Une fois les bases de l’éducation assimilées et le chien déclaré, on pourra débuter le dressage au troupeau sur le cercle (voir shéma) avec un petit groupe d’animaux doclies, stabilisé par une clôture. En voici très sommairement  le principe: L’instinct de rabatteur évoqué plus haut poussera votre chien à tourner autour des animaux et à se positionner en face de vous par rapport à eux (position midi imaginant les animaux au centre du cadran d’une montre). Si vous vous déplacez sur votre gauche ou sur votre droite, votre chien aura tendance à faire de même et vous en profiterez pour lui apprendre les directions qui pourront plus tard devenir indépendantes de votre propre position ou du mouvement des animaux.
Dans un premier temps, vous devez interdire formellement l’accès au « triangle interdit » à votre chien. Ce dernier ne devra en aucun cas passer entre vous et les animaux. Au besoin approchez-vous du cercle. Cette habitude l’empêchera de repasser devant le troupeau lorsqu’ils prendront votre direction depuis le fond du parc.
Ne jamais emmener un chien en laisse derrière les animaux (il serait dans le triangle interdit). Votre place est devant le troupeau et la sienne derrière et sur les côtés. Ce n’est que bien plus tard que viendra l’apprentissage de la poussée (visant à éloigner les bêtes de vous), la séparation, la morsure ou le travail au sifflet...
Le border est tellement réceptif que nous avons toujours tendance à brûler les étapes. Pas d’utilisation (même juste pour aller chercher les vaches vite fait…) sans dressage et pas de dressage sans éducation préalable. Au bout d’un an déjà, votre chien vous rendra de nombreux services. Toutefois, les plus exigeants diront qu’il faut 2 ans et près de 300 heures de dressage pour faire un bon chien…
N’oubliez pas de laisser votre chien grandir et mûrir. Un petit retour en arrière est parfois nécessaire.
Le secret du meilleur travail au troupeau est un savant équilibre entre soumission et initiative. Sans le laisser faire n’importe quoi, attention de ne pas « casser » votre chien…

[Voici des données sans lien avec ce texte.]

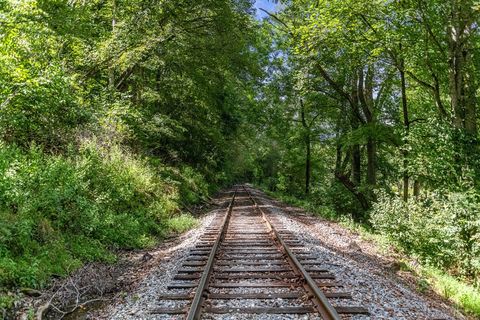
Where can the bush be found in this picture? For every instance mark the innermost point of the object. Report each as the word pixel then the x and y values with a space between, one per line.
pixel 57 212
pixel 442 230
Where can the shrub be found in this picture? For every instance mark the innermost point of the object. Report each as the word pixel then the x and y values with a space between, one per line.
pixel 59 211
pixel 442 230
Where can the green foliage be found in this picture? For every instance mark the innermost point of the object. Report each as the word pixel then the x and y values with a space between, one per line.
pixel 443 231
pixel 60 211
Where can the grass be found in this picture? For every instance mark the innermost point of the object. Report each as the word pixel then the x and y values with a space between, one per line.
pixel 182 223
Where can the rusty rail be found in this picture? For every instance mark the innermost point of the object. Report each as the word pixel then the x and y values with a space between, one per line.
pixel 197 303
pixel 326 310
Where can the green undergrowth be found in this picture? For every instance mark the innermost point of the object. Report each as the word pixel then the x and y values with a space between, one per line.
pixel 462 292
pixel 58 212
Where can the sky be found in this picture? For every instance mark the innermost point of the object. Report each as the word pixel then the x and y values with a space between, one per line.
pixel 268 5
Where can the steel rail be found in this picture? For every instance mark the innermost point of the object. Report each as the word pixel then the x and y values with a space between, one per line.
pixel 326 310
pixel 197 303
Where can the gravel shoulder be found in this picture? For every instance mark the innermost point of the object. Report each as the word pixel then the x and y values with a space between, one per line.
pixel 359 265
pixel 373 277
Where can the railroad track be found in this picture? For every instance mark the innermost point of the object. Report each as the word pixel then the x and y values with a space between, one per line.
pixel 247 263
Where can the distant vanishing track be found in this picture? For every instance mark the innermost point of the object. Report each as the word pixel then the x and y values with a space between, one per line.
pixel 248 256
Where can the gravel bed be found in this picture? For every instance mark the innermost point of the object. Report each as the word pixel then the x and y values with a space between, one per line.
pixel 139 304
pixel 355 268
pixel 386 297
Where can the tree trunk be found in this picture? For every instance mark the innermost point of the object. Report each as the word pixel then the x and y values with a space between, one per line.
pixel 307 164
pixel 406 127
pixel 307 140
pixel 111 71
pixel 461 81
pixel 416 188
pixel 371 162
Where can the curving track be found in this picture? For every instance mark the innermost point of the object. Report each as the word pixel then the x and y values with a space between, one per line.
pixel 246 263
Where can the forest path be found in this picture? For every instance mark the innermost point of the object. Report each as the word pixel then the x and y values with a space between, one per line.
pixel 373 278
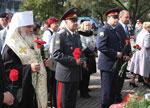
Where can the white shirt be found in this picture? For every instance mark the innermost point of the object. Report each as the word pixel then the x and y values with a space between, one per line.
pixel 47 38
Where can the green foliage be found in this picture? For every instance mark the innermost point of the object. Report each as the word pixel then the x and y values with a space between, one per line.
pixel 43 9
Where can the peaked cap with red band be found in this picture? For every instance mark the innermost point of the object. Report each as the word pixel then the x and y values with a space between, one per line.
pixel 71 13
pixel 112 12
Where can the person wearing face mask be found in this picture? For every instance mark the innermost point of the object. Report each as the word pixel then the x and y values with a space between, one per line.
pixel 141 60
pixel 89 49
pixel 109 43
pixel 68 69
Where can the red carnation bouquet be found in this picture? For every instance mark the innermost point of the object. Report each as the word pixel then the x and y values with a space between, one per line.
pixel 13 76
pixel 40 46
pixel 119 60
pixel 124 65
pixel 76 53
pixel 136 48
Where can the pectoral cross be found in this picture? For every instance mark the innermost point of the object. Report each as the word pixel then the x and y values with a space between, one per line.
pixel 22 50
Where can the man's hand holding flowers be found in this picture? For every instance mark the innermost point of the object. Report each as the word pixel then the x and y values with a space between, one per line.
pixel 119 54
pixel 76 55
pixel 47 62
pixel 35 67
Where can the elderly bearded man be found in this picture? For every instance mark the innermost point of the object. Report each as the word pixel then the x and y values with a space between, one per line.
pixel 20 52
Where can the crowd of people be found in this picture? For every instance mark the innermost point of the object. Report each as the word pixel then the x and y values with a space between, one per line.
pixel 49 73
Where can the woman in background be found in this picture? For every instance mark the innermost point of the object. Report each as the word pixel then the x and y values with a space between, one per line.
pixel 89 49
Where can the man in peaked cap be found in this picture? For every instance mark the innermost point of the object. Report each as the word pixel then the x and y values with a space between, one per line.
pixel 68 70
pixel 109 43
pixel 3 22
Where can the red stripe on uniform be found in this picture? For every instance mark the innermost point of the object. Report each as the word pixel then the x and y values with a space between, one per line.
pixel 59 95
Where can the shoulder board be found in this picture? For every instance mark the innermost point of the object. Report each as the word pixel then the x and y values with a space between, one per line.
pixel 61 31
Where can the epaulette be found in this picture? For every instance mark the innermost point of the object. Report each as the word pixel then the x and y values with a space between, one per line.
pixel 61 31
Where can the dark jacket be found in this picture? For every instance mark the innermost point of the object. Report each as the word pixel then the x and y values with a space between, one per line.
pixel 66 69
pixel 124 37
pixel 2 85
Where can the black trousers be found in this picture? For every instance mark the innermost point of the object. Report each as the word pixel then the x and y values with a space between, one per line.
pixel 109 83
pixel 84 83
pixel 53 89
pixel 51 84
pixel 67 94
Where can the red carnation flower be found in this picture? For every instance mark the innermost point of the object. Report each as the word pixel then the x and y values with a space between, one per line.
pixel 134 46
pixel 131 37
pixel 37 41
pixel 127 41
pixel 76 53
pixel 42 42
pixel 37 38
pixel 13 76
pixel 39 46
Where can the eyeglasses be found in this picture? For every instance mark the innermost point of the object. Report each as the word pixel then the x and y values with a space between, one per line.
pixel 73 19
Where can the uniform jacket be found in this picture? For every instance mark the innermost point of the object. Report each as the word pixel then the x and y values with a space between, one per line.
pixel 3 34
pixel 141 59
pixel 2 85
pixel 123 37
pixel 108 43
pixel 66 69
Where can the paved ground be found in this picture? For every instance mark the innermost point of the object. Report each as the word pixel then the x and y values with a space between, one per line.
pixel 94 101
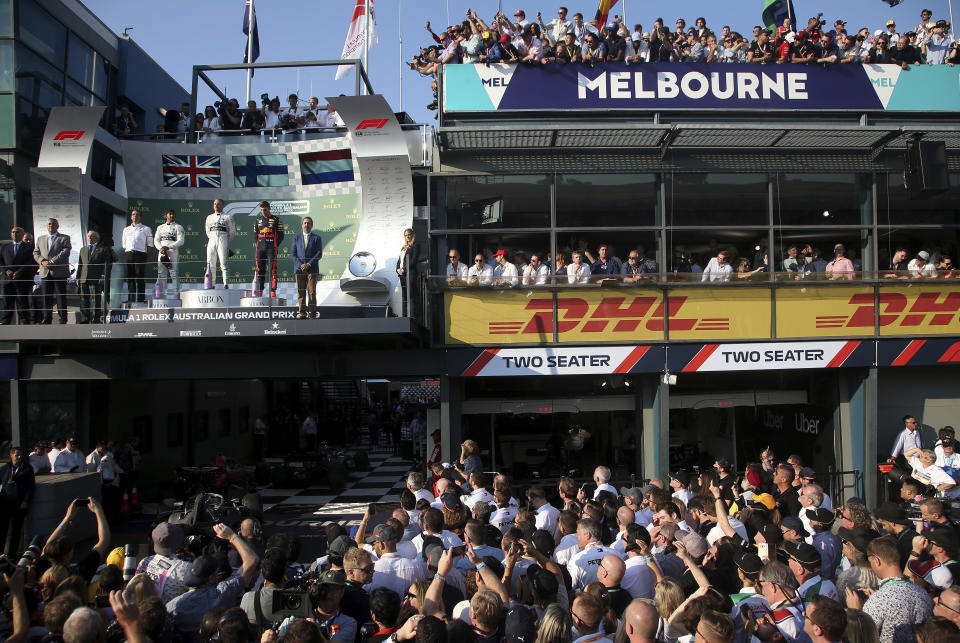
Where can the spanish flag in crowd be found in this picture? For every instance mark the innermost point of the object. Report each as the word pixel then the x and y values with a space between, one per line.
pixel 603 10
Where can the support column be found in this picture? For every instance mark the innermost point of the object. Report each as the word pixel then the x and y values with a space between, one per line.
pixel 654 452
pixel 451 403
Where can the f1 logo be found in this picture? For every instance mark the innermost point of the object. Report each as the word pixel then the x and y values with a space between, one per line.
pixel 69 134
pixel 376 123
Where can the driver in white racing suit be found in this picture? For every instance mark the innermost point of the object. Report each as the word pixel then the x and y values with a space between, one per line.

Les stages de formation au dressage

Comme tout nouvel outil de travail, un bon mode d’emploi est nécessaire pour une utilisation optimale du « produit » et la diminution des risques de casse… Les chambres d’agricultures et associations locales d’utilisateurs  accueillent régulièrement les formateurs de l’Institut de l’Elevage pour des stages dont la nécessité  est une évidence pour tout nouvel utilisateur. Il paraît même judicieux de suivre une de ces formations avant même de choisir son chien.

Même (ou surtout) si vous n’avez pas de troupeau, le meilleur sinon le seul moyen de connaître un peu le Border Collie est sans doute de l’observer et/ou de l’utiliser dans le contexte voulu par ses gènes. Vous pouvez démonter pièce par pièce une formule 1 dans votre garage, vous ne pourrez pas la connaître sans la voir ou  l’essayer sur un circuit. Réservés dans un premier temps aux utilisateurs agricoles, de plus en plus de stages de formations accessibles à tout publique avec des moniteurs troupeau de la SCC sont organisés aujourd’hui à travers toute la France.